Toasting Spices for Flavor and Aroma
You'd become bland, too, if you just sat on the shelf for months! You'd be glad if someone lit a fire under your seed casing. Spices lose their potency from the moment they go into the jar. The best way to bring out the most flavor and aroma in them is to “wake them up” with a light toasting. Usually, this simply enhances the power of the spice, so you get more flavor from less spice. Sometimes, as in the case of cumin and anise, it gives the spice a roundness and new dimension that the spice never would have had without toasting.
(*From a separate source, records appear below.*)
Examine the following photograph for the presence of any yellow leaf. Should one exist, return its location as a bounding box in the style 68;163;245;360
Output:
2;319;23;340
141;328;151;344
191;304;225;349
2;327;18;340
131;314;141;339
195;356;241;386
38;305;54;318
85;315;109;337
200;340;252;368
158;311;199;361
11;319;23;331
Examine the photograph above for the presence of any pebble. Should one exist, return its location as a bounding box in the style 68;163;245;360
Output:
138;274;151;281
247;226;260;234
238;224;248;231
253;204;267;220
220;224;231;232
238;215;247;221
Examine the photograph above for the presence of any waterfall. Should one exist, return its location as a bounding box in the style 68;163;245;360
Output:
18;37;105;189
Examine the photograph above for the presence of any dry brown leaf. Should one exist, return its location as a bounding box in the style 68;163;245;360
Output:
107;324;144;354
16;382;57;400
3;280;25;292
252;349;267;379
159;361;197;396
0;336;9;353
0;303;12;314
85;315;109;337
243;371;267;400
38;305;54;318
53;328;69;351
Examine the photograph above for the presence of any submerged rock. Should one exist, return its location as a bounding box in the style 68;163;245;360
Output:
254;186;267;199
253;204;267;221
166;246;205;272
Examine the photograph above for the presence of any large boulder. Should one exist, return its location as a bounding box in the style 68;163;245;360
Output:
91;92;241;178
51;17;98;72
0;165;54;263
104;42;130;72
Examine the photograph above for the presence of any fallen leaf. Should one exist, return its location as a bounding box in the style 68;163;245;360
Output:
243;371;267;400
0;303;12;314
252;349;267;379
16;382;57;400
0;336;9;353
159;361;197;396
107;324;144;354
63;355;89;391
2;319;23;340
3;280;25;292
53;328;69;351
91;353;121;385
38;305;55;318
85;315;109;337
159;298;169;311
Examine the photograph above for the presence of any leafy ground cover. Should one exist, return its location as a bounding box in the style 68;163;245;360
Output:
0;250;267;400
For best flavor, buy spices in the most whole form you can find, whether it's seeds, like cumin, coriander, and anise; nuts, like nutmeg; or bark, like cinnamon sticks. I keep a small electric coffee grinder for grinding spices. Natural oils in spices are what give them flavor. These oils evaporate and dissipate with exposure to air. They remain much more intact inside the whole seeds, nuts, roots, or bark, and are unlocked by toasting and grinding. Even powdered spices can benefit greatly from a light toasting. The method is simple:
Sprinkle the spice into a small dry skillet, and heat it over a medium flame until the spice's aroma comes forth. If you're using a powdered spice, that's all you need to do. Go ahead and use the spice from there. For whole spices, you may choose to grind them after toasting. Usually, you don't seek to brown the spices at all, and you never want to turn any part of them black. But certain dishes call for lightly browned spices, which attain a greater degree of flavor complexity.